Organizations are increasingly leveraging social media for communications and marketing. Social networks in particular can be leveraged as a distribution channel to reach beyond traditional customer segments, improving campaign effectiveness.
Most e-mail marketing technology vendors enable e-mail campaigns to be tracked even when the e-mail leaves the original target segments, such as when someone forwards a marketer's e-mail to a friend.
However, social networks are now replacing e-mail address books as the consumer's personal contact list. More and more consumers are apt to post an e-mail to their blog or their social network page as their preferred method of sharing the information with their friends.
Two most useful social media channels for extending the reach of e-mail marketing campaigns.
1) Social Networks
Public social networking services, such as Facebook, MySpace, LinkedIn and Friendster.
These services comprise extensive networks of users who are self-organized into groups and communities.
Social networks are the most valuable social media channel to integrate with e-mail marketing, because of their ability to rapidly facilitate information sharing among user networks.
2) Blogs
Corporate blogs can be a distribution channel for an e-mail marketing campaign.
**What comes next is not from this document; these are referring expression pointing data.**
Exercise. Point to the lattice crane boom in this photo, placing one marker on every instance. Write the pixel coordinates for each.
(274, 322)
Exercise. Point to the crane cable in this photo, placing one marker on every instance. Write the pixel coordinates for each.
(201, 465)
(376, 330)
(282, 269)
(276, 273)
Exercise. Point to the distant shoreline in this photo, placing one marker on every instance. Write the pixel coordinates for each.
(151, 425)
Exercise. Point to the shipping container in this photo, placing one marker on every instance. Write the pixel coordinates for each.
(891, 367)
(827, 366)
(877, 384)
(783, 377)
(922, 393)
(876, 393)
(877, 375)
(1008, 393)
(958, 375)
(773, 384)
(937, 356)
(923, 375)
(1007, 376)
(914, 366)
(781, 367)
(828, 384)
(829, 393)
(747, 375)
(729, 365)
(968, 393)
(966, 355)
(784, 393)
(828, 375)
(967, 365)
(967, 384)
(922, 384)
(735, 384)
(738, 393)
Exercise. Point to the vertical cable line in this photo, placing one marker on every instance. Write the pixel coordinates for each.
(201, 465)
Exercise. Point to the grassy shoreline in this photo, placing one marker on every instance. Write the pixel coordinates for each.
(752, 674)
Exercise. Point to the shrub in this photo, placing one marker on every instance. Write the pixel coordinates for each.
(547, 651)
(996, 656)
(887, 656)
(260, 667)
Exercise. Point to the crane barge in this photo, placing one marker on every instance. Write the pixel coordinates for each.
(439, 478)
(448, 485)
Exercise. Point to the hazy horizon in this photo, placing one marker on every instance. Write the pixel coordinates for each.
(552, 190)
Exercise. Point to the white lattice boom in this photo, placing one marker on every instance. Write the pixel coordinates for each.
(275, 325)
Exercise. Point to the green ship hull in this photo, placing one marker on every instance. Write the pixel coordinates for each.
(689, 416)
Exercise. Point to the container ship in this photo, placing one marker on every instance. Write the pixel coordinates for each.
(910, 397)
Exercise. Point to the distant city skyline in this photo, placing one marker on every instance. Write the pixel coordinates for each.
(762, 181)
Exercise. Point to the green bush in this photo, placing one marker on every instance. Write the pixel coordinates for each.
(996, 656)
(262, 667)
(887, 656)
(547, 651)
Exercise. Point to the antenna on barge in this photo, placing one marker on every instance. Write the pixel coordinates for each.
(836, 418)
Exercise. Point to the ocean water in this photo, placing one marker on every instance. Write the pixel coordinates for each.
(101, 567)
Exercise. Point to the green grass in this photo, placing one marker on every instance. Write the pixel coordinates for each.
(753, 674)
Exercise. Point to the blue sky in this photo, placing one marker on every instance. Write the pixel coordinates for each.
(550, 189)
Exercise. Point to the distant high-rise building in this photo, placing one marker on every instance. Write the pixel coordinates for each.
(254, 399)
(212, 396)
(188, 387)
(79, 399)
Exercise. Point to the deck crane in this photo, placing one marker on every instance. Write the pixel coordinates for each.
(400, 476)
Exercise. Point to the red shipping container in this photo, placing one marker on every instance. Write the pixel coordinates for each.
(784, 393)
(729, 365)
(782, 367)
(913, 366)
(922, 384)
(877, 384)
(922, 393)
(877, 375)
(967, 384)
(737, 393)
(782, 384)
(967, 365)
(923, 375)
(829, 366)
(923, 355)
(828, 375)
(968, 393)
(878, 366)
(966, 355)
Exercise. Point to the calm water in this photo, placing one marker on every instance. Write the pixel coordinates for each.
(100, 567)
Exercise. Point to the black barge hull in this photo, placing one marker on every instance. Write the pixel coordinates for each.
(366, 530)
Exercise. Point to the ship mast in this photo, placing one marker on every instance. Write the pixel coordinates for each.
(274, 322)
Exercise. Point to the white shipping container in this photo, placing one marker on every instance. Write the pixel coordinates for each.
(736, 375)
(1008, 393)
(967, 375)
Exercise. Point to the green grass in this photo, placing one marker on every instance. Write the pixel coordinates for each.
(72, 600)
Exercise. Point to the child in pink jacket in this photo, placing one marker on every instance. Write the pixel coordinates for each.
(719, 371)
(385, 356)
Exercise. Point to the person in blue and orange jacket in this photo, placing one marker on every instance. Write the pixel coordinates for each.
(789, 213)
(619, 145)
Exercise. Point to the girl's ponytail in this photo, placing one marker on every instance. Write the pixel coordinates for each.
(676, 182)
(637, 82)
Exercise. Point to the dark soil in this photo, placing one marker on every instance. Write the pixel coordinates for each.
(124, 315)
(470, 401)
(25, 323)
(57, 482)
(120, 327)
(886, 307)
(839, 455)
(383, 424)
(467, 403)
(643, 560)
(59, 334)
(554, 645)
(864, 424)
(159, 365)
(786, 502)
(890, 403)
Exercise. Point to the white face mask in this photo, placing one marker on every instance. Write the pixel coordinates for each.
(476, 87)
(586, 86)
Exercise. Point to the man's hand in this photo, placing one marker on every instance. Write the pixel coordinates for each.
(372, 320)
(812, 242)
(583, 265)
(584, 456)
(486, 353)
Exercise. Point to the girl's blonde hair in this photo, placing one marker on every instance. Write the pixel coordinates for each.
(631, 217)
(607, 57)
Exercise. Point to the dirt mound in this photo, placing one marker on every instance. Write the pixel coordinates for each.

Followers may react negatively to too much marketing if they are following the blog for technical or business advice.
Personal blogs are already a distribution channel for marketing and public relations communications.
Target e-mail recipients in this scenario are usually media and industry watchers though, not prospective buyers.
An emerging tool for corporate communications and marketing professionals is Twitter. Twitter is a micro-blogging service that restricts posts to 140 characters. This is generally enough for a title and a link to campaign Web landing page.
Followers of an organization's Twitter feed (called tweets) can reply to your posts, so using Twitter does require some media monitoring effort to manage and respond to replies.
Integrating social media with e-mail marketing campaigns can extend campaign reach and improve click-through rates. Improve campaign effectiveness byenabling recipients to share e-mails through social media channels.